When I attended a Democratic National Committee (DNC) fundraiser a few days ago, I brought this sense of urgency. When I blurted out my comments during the first lady’s speech, it was a spontaneous reaction to her saying, “Right now, today, we have an obligation to stand up for those kids.” I needed to speak up for LGBT youth, who make up 40 percent of homeless youth — kicked out onto the street because parents and workplaces won’t accept them for who they are — and for LGBT parents, whose lack of workplace protections imperils their children’s futures.”

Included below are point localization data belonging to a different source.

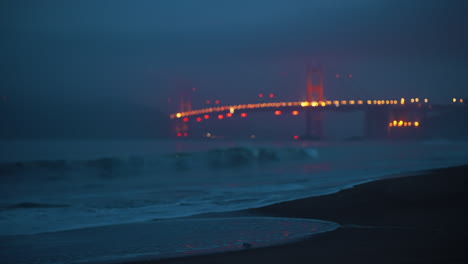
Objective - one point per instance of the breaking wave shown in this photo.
(181, 161)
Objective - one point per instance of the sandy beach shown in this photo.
(416, 219)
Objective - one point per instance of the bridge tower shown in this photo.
(185, 104)
(314, 123)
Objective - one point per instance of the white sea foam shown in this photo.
(62, 194)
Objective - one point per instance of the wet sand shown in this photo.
(416, 219)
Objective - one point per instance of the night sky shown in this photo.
(63, 60)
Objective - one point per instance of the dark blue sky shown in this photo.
(127, 53)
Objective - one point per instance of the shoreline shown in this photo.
(417, 219)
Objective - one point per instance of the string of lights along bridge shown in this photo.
(381, 116)
(231, 109)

My own thoughts on the action:
Eighteen hours ago I posted this on my Facebook page:
You will notice that I did not do a story about Ellen Sturtz and the FLOTUS interruption on my BLOG. That was because so many people did. It seemed like no news because it was everywhere. I saw Ellen took a lot of flak for her interruption of FLOTUS. Let me say this to all those who criticized her for what she did. If you have yet to be personally impacted by INEQUALITY – I mean REALLY impacted then you have no right to comment on the means and methods employed by those who have been, continue to be or those who truly take to heart the rights of those severely impacted by injustice.
As long as no one gets physically hurt I say WELL DONE to all radical methods employed to draw attention to the gravest of injustices. Maybe I believe this because I have experienced the hurt and pain of my inequality where it has impacted me and my kids dramatically- and maybe I can say this because I have lived through the dramatic change from apartheid to a free South Africa and saw what it takes to truly effect change.

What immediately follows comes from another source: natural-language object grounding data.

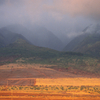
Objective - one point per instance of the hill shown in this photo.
(87, 43)
(38, 36)
(7, 37)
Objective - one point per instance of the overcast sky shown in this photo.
(67, 17)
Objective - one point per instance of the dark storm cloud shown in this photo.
(60, 16)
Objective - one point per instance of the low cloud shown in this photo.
(90, 8)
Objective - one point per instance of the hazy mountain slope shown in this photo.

It takes the gentle diplomat and the hard core radical and it all works in tandem.
YOU have to be willing to go to the greatest lengths if you want your equality and your freedom. To this end I say to HELL with courtesy To HELL with decorum and WELL DONE ELLEN you have my 100% support! FLOTUS has a good life…. she can handle it….. Those Impacted by inequality are suffering! They cant wait! And they have – for too long…. AND then look what Ellen did: – The press who did not give a damn finally talking about the issue she raised. I never saw them interested much in even mentioning that executive order before this. A true activist for freedom is the one who is willing to go to such great lengths that they even become unpopular amongst their own! Well done and thank you Ellen!